Alles Gute wünscht Dir
Marai

 

Hey Tintenfisch und Marai

Ich hatte im ganzen Trubel der letzten Woche völlig vergessen, euch zu antworten und vorallem fürs Lesen meiner Geschichte zu danken :) Das ist eigentlich nicht meine Art, deshalb hole ich das jetzt auf jeden Fall noch nach, auch wenn inzwischen schon eine Woche vergangen ist...

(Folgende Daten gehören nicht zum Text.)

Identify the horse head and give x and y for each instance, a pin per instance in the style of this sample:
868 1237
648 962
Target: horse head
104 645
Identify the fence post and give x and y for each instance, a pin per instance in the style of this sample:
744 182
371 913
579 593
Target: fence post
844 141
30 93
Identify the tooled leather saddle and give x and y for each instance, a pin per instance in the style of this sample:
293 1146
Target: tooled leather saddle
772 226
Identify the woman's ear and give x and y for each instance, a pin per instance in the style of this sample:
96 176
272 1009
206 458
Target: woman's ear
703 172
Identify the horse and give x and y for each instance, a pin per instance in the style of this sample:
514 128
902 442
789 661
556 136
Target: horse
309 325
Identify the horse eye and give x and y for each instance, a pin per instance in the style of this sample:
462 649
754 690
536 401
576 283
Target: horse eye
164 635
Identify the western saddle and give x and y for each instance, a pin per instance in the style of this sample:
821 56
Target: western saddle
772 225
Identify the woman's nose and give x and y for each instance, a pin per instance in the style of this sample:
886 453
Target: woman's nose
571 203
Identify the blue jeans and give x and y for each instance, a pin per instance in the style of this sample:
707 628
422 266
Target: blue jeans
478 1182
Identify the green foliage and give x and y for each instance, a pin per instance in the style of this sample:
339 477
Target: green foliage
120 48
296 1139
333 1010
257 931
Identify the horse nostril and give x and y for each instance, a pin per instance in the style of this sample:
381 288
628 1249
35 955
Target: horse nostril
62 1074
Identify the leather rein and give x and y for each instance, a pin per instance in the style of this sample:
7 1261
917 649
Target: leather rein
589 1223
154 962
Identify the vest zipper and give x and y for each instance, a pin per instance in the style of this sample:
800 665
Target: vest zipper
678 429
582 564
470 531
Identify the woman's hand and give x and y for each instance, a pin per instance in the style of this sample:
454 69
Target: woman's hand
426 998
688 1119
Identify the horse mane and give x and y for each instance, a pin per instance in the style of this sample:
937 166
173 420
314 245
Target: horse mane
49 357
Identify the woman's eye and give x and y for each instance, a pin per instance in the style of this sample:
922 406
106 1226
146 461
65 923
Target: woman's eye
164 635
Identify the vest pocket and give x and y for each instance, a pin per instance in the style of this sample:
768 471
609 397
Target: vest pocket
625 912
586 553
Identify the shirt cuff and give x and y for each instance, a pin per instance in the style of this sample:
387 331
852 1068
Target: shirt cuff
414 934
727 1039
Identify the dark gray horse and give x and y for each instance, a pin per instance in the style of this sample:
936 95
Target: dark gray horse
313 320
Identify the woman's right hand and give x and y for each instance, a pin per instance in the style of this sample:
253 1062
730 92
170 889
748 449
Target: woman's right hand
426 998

Zuerst zu deinem Kommentar, Tintenfisch:

Ich weiss jetzt im Nachhinein gar nicht mehr, wieso ich mir dachte, dass der kurze Text es wert wäre, hier ins Forum gestellt zu werden. Jetzt, mit etwas Abstand, ist er in meinen Augen zu oberflächlich. Ich wollte tatsächlich nur einen Abriss einer unglaublich schweren Situation zeigen, ein Aufeinandertreffen zweier Menschen durch ihr Schicksal, welches sie miteinander verbindet. Das hat aber nicht wirklich so hingehauen, wie ich mir das gedacht habe :)

Ich danke dir trotzdem herzlich fürs Lesen und deine konstruktive Kritik!
Nevermind


Marai:

Ich finde es interessant, dass du anderer Meinung bist als die meisten deiner "Vorkommentatoren" ;) Das freut mich natürlich umso mehr!